Open the Door & Come In: Celebrating Penny Balkin Bach

Posted by Liesel Fenner, Mar 27, 2013 0 comments


Liesel Fenner

Liesel Fenner Liesel Fenner

“Open the Door and Come In,” a sweet phrase invented as a fortune cookie prediction by her granddaughter, fully expresses the life and work of Penny Balkin Bach, Public Art Dialogue’s (PAD) 2013 Lifetime Achievement Award recipient.

Penny is the longtime executive director of the Association for Public Art (APA; formerly the Fairmount Park Art Association) in Philadelphia; an Americans for the Arts Public Art Network (PAN) Council member; and a curator, producer, educator, writer, activist, advocate, mentor, world traveler, bon vivant, and arts administrator extraordinaire.

Her brilliant leadership and vision in the field was deservedly recognized and honored at the award ceremony on February 15 at the annual College Art Association conference in New York City. Surrounded by friends; APA board, PAN, and PAD members; and other fans and colleagues, Penny provided a sweeping overview of exemplary projects she’s curated, shepherded, and protected over the past thirty years.

Her talk, “Separation Anxiety: Rites of Passage in Public Art,” provided an overarching theme that followed the philosophy of Joseph Campbell’s stages of a hero’s journey: departure, initiation, return—rather like the phases of the public art commissioning process (proposing, information gathering, idea testing, fabricating, etc.). 

She focused on a continuum that runs through projects, from the conservation and interpretation of historic works to the experience of working with a contemporary artist, and articulated a wonderful framework through which to view the stages, challenges, and rewards of public art.

The breadth of Penny’s work is incredibly impressive: at the start of her career at the Philadelphia Museum of Art she worked with Sam Gilliam to realize his first public project. She then worked on form and function projects with various artists including Jody Pinto, Martin Puryear, and Siah Armajani.

Penny Balkin Bach Penny Balkin Bach

She also initiated the New Land Marks series that engaged artists such as Pepon Osorio, Janet Zweig, and Ed Levine with neighborhoods across the metro Philadelphia area. She has always led the effort to conserve and care for the sculpture collection of Fairmount Park and throughout the city, as well as worked consistently with other groups in collaborative fashion to advocate and develop projects.

Most recently she produced Rafael Lozano-Hammer’s incredible Open Air project in fall of 2012.

Another project that demonstrates her ability to tap into vast resources of persistence and determination is the installation of Sol LeWitt’s garden at the Philadelphia Museum of Art, a project realized thirty years after its original proposal.

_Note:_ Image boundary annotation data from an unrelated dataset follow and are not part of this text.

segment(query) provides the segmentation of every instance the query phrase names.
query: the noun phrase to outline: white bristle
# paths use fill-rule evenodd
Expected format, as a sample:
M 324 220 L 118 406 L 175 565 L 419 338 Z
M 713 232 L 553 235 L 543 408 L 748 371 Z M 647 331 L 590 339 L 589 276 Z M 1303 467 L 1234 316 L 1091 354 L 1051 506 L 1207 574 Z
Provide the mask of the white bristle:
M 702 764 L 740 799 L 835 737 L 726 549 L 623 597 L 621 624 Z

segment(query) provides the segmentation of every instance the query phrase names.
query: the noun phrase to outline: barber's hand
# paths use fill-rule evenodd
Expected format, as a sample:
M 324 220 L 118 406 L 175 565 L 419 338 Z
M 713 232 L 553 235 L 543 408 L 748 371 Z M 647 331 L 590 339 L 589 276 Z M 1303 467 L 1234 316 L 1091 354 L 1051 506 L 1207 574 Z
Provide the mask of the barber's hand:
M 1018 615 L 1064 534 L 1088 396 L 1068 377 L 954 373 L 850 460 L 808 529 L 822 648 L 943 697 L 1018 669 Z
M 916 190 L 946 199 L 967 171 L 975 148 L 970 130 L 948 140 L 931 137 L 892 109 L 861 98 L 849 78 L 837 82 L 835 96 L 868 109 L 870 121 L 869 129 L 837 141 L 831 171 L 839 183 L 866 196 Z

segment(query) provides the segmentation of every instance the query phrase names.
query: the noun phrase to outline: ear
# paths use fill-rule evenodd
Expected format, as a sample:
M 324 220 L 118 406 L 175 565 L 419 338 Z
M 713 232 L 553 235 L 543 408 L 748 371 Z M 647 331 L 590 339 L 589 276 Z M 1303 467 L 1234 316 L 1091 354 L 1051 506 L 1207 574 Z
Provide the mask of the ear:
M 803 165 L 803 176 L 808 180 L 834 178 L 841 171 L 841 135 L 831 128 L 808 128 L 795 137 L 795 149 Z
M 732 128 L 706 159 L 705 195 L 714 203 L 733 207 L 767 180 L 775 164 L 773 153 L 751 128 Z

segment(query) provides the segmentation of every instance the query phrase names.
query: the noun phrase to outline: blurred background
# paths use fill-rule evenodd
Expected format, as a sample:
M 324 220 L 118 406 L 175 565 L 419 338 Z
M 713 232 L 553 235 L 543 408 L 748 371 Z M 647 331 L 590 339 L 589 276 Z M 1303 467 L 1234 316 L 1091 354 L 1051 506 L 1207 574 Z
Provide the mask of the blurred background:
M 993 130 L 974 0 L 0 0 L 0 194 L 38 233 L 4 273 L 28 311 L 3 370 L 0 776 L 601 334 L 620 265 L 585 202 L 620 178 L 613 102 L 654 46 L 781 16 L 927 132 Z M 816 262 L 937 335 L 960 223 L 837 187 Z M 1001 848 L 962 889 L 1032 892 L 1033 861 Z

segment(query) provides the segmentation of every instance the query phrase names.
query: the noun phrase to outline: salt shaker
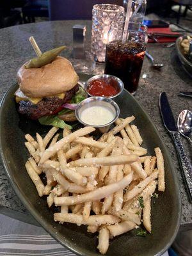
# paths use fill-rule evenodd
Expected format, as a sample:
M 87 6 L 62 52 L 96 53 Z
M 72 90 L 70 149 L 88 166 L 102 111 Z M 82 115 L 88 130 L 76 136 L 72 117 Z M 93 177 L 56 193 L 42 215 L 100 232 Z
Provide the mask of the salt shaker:
M 73 56 L 75 59 L 84 59 L 85 58 L 85 25 L 76 24 L 73 26 Z

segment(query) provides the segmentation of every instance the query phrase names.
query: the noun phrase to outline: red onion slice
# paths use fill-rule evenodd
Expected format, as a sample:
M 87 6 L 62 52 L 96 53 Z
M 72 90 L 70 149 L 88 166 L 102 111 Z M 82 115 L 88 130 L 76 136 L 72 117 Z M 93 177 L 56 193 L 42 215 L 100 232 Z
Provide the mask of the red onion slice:
M 77 105 L 77 104 L 75 103 L 73 104 L 65 103 L 63 105 L 62 105 L 62 107 L 68 108 L 69 109 L 75 110 Z

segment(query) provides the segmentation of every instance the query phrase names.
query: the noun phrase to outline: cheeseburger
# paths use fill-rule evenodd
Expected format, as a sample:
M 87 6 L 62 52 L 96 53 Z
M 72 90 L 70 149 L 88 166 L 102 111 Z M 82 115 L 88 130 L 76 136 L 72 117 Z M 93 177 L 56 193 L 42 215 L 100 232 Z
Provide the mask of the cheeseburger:
M 31 119 L 56 115 L 79 90 L 79 77 L 71 63 L 57 56 L 38 68 L 24 64 L 17 72 L 19 88 L 15 93 L 19 112 Z

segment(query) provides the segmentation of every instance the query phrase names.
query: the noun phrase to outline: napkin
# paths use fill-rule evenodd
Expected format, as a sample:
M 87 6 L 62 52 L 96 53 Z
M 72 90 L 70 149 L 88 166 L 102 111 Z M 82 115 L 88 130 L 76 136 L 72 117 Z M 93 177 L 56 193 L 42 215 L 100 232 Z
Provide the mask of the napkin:
M 178 35 L 177 32 L 172 32 L 170 28 L 148 28 L 147 29 L 147 33 L 159 33 L 163 34 L 168 34 L 168 35 Z M 178 35 L 179 36 L 179 35 Z M 177 36 L 177 37 L 178 37 Z M 156 38 L 158 40 L 159 43 L 170 43 L 172 42 L 175 42 L 177 37 L 167 37 L 167 36 L 155 36 Z M 153 39 L 148 38 L 148 43 L 154 43 L 155 41 Z

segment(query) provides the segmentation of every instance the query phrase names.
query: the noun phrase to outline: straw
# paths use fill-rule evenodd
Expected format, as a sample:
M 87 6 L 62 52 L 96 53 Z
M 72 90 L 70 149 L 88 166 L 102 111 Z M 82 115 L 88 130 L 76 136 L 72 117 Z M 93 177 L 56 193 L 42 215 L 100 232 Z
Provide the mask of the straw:
M 141 3 L 140 3 L 140 4 L 138 5 L 137 8 L 135 9 L 134 13 L 132 15 L 132 17 L 134 16 L 137 13 L 140 8 L 143 2 L 143 0 L 141 0 Z
M 35 51 L 35 53 L 36 54 L 38 57 L 40 57 L 42 55 L 42 52 L 41 52 L 41 50 L 40 49 L 39 47 L 38 46 L 34 37 L 30 36 L 29 41 L 30 41 L 30 43 L 31 44 L 31 45 L 33 46 L 34 51 Z
M 131 6 L 132 6 L 132 0 L 129 0 L 127 3 L 127 9 L 124 29 L 123 33 L 122 44 L 125 44 L 127 37 L 129 37 L 129 33 L 127 32 L 127 30 L 130 19 Z

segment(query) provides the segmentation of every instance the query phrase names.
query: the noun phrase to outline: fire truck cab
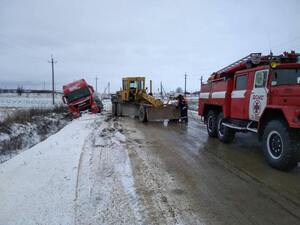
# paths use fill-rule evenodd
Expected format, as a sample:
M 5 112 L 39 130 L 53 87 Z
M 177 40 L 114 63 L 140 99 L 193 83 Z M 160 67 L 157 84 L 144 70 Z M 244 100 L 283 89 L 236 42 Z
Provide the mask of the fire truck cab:
M 294 168 L 300 158 L 299 54 L 252 53 L 213 73 L 201 85 L 198 113 L 209 136 L 229 143 L 236 132 L 255 132 L 272 167 Z

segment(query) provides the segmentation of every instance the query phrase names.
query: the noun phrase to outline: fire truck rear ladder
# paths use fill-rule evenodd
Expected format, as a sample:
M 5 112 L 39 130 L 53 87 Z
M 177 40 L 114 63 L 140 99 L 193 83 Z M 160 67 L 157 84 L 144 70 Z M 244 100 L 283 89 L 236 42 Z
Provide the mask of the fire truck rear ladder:
M 216 73 L 221 74 L 221 73 L 225 72 L 226 70 L 228 70 L 228 69 L 230 69 L 230 68 L 232 68 L 232 67 L 234 67 L 234 66 L 236 66 L 236 65 L 238 65 L 242 62 L 247 62 L 249 60 L 252 61 L 252 63 L 257 64 L 256 62 L 253 61 L 253 57 L 260 57 L 260 56 L 261 56 L 261 53 L 251 53 L 251 54 L 245 56 L 244 58 L 241 58 L 241 59 L 237 60 L 236 62 L 231 63 L 230 65 L 220 69 Z

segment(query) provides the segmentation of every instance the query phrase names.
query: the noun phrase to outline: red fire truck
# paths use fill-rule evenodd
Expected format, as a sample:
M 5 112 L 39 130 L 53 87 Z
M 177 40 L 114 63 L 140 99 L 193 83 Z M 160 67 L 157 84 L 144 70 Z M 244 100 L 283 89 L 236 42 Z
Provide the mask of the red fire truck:
M 299 56 L 252 53 L 213 73 L 198 108 L 209 136 L 229 143 L 236 132 L 257 133 L 266 161 L 293 169 L 300 161 Z
M 82 111 L 97 113 L 102 110 L 101 101 L 94 96 L 94 88 L 84 79 L 64 85 L 63 93 L 63 102 L 68 105 L 69 112 L 75 118 L 79 117 Z

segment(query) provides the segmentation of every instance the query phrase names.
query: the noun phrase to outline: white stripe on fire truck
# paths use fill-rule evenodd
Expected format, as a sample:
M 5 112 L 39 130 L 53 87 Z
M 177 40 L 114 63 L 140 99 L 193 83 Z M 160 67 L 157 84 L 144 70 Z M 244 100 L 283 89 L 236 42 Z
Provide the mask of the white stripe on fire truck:
M 225 98 L 226 91 L 217 91 L 213 92 L 211 97 L 212 98 Z
M 233 91 L 231 98 L 245 98 L 246 90 Z
M 200 93 L 199 98 L 208 98 L 209 97 L 209 92 L 207 93 Z

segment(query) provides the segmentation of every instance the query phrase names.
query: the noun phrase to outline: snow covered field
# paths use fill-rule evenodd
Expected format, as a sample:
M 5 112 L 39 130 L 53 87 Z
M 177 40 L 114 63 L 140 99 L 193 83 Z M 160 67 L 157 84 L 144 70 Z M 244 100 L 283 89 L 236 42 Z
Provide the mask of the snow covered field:
M 106 215 L 113 211 L 107 212 L 107 207 L 119 214 L 131 208 L 127 216 L 131 222 L 127 224 L 142 220 L 130 202 L 109 205 L 117 193 L 136 201 L 137 197 L 129 158 L 122 148 L 125 137 L 107 119 L 84 114 L 44 142 L 1 164 L 0 224 L 114 224 L 114 216 Z M 111 176 L 113 171 L 116 174 Z M 91 197 L 99 194 L 97 202 L 91 204 Z M 94 211 L 98 209 L 94 204 L 102 204 L 103 212 Z M 111 221 L 103 223 L 104 218 Z
M 0 224 L 74 224 L 77 166 L 93 121 L 84 116 L 0 165 Z
M 60 94 L 55 95 L 55 103 L 62 104 Z M 0 94 L 0 107 L 5 108 L 48 108 L 52 107 L 51 94 Z

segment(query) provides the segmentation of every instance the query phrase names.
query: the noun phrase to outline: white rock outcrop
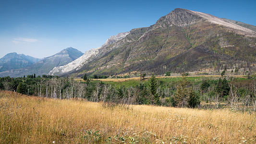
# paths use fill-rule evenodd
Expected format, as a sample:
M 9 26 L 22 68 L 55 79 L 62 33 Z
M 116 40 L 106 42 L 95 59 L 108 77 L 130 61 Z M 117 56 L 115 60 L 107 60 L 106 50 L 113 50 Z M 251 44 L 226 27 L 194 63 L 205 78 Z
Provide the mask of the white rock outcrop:
M 130 34 L 130 32 L 127 32 L 119 33 L 115 36 L 110 36 L 101 47 L 85 51 L 83 56 L 65 65 L 54 67 L 49 72 L 48 74 L 51 75 L 61 75 L 64 73 L 68 73 L 72 71 L 80 70 L 83 66 L 91 61 L 96 57 L 97 55 L 99 52 L 99 49 L 103 48 L 107 45 L 122 39 L 129 34 Z

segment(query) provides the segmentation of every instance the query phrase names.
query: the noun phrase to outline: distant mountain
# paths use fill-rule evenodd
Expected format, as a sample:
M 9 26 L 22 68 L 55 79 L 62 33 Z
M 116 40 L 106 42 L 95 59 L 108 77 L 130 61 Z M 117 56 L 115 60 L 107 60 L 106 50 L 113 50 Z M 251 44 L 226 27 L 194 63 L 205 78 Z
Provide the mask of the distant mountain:
M 88 62 L 79 64 L 79 69 L 69 73 L 162 74 L 224 67 L 255 69 L 256 32 L 245 27 L 209 14 L 176 9 L 155 24 L 132 29 L 124 38 L 97 49 L 86 58 Z
M 0 72 L 24 68 L 41 60 L 16 52 L 8 53 L 0 59 Z
M 38 58 L 35 58 L 34 57 L 32 57 L 30 56 L 26 56 L 24 54 L 18 54 L 21 57 L 23 58 L 23 59 L 25 60 L 27 60 L 28 61 L 31 61 L 33 63 L 34 63 L 37 62 L 38 62 L 40 60 L 43 60 L 43 59 L 38 59 Z
M 60 52 L 22 69 L 0 72 L 0 77 L 20 77 L 36 73 L 37 75 L 48 74 L 54 67 L 69 63 L 83 55 L 83 53 L 73 48 L 68 48 Z
M 111 36 L 101 47 L 86 51 L 82 56 L 65 65 L 54 68 L 50 71 L 49 74 L 63 75 L 66 73 L 70 73 L 73 71 L 80 70 L 84 65 L 93 60 L 93 58 L 99 52 L 99 49 L 103 49 L 103 48 L 124 38 L 130 32 L 121 33 L 117 35 Z
M 233 24 L 237 24 L 237 25 L 240 25 L 241 26 L 248 28 L 248 29 L 250 29 L 250 30 L 251 30 L 252 31 L 256 32 L 256 26 L 254 26 L 254 25 L 253 25 L 247 24 L 245 24 L 245 23 L 244 23 L 238 22 L 238 21 L 236 21 L 232 20 L 229 20 L 229 19 L 226 19 L 226 18 L 222 18 L 222 19 L 224 20 L 225 20 L 225 21 L 227 21 L 228 22 L 231 22 L 231 23 L 232 23 Z

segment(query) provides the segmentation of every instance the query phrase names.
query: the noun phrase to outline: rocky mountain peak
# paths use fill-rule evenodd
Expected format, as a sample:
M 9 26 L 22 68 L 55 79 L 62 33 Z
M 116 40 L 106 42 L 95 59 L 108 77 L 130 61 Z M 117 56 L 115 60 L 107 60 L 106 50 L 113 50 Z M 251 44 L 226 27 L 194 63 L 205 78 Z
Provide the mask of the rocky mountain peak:
M 167 15 L 161 17 L 156 23 L 163 26 L 177 25 L 185 27 L 194 24 L 202 19 L 202 17 L 195 14 L 190 11 L 177 8 Z
M 121 33 L 115 36 L 112 36 L 110 37 L 106 41 L 103 46 L 108 45 L 115 43 L 125 37 L 127 35 L 130 34 L 130 32 L 125 33 Z

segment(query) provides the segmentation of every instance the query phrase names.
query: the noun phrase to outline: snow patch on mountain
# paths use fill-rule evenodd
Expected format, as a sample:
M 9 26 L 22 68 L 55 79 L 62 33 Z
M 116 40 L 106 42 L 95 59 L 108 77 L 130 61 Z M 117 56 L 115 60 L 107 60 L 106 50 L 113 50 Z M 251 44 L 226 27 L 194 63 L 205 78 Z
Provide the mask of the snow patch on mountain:
M 192 11 L 188 10 L 191 12 L 192 13 L 195 14 L 199 16 L 206 19 L 208 22 L 218 24 L 220 25 L 224 26 L 226 27 L 231 28 L 232 29 L 235 29 L 237 30 L 236 32 L 238 33 L 244 35 L 245 36 L 252 36 L 256 37 L 256 32 L 246 28 L 245 27 L 241 26 L 237 24 L 233 24 L 228 21 L 225 20 L 223 19 L 219 18 L 218 17 L 213 16 L 212 15 L 205 13 L 198 12 Z
M 77 59 L 75 60 L 68 64 L 60 66 L 55 67 L 48 73 L 49 75 L 60 75 L 64 73 L 67 73 L 73 71 L 80 70 L 83 65 L 90 61 L 92 59 L 95 58 L 98 53 L 99 50 L 104 47 L 114 43 L 124 38 L 127 35 L 130 34 L 130 32 L 121 33 L 115 36 L 110 36 L 107 40 L 107 41 L 101 47 L 93 48 L 86 51 L 85 54 Z

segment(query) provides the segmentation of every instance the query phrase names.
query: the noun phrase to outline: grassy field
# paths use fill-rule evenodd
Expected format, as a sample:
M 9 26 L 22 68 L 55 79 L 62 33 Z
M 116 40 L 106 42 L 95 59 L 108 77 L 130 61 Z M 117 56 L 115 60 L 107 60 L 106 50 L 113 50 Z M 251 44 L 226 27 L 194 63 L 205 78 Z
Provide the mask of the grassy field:
M 14 98 L 16 98 L 14 99 Z M 256 143 L 256 114 L 0 93 L 0 143 Z

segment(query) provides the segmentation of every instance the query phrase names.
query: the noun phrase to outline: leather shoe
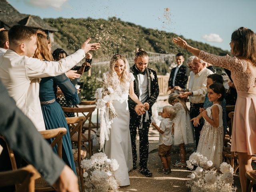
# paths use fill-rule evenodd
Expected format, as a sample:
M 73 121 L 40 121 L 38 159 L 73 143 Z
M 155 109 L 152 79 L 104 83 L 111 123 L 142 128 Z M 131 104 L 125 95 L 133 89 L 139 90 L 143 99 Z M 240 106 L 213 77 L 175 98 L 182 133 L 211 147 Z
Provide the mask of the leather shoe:
M 140 172 L 142 174 L 144 175 L 146 177 L 152 177 L 152 173 L 148 170 L 147 168 L 146 169 L 140 169 Z

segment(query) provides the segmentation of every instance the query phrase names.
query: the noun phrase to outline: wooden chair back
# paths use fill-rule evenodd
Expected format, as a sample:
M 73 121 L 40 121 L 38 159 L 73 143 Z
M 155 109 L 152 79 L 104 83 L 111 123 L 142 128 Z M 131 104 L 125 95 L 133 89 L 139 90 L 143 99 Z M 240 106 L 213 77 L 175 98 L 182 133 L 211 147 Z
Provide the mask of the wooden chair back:
M 85 117 L 84 116 L 77 117 L 67 117 L 66 118 L 67 123 L 68 125 L 71 125 L 70 126 L 70 132 L 71 142 L 76 142 L 77 144 L 78 162 L 78 165 L 79 176 L 80 178 L 80 183 L 82 191 L 84 191 L 84 185 L 83 181 L 83 171 L 81 166 L 80 162 L 82 160 L 81 158 L 81 137 L 82 136 L 82 129 L 83 124 L 85 121 Z M 75 125 L 76 124 L 76 125 Z M 72 138 L 75 135 L 75 134 L 77 133 L 77 140 L 74 141 Z
M 34 192 L 35 180 L 40 176 L 31 165 L 17 170 L 0 172 L 0 187 L 15 185 L 17 192 Z
M 66 128 L 57 128 L 50 130 L 41 131 L 40 131 L 39 132 L 41 134 L 43 137 L 46 139 L 54 139 L 50 145 L 53 148 L 55 144 L 57 144 L 58 154 L 60 157 L 61 158 L 62 157 L 62 137 L 67 133 L 66 129 Z M 3 137 L 2 137 L 5 141 L 4 138 L 3 138 Z M 6 143 L 9 156 L 11 160 L 12 170 L 17 170 L 17 164 L 13 151 L 10 148 L 6 141 Z M 41 178 L 36 180 L 34 182 L 34 185 L 35 186 L 35 190 L 36 191 L 51 191 L 54 190 L 54 188 L 48 185 L 47 182 Z M 16 187 L 17 190 L 18 186 L 16 185 Z

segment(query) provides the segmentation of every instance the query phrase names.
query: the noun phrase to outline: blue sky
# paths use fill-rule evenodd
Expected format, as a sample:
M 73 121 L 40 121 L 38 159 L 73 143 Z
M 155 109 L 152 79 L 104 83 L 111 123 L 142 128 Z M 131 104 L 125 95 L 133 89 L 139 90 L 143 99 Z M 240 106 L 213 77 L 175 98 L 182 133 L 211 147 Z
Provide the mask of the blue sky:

Penny is at the forefront of our field in her innovative approaches to interpretation and the introduction of public art to many different audiences. The Association’s Museum Without Walls audio program utilizes various platforms for people to access the stories behind individual works of art in Philly. The range of voices presented provides a myriad of connections and ways to learn about and relate to the works.

Penny has adapted Duchamp’s idea that the spectator completes the work of art, and by providing people with ways to understand it, she certainly supports that practice.

I greatly valued Penny’s closing remarks as she said that the challenge is in knowing what the constraints are in an undertaking and working to overcome them—and her neverending appreciation for the journey which is simultaneously “exhilarating and scary”—as she searches for the things that she herself can’t even imagine.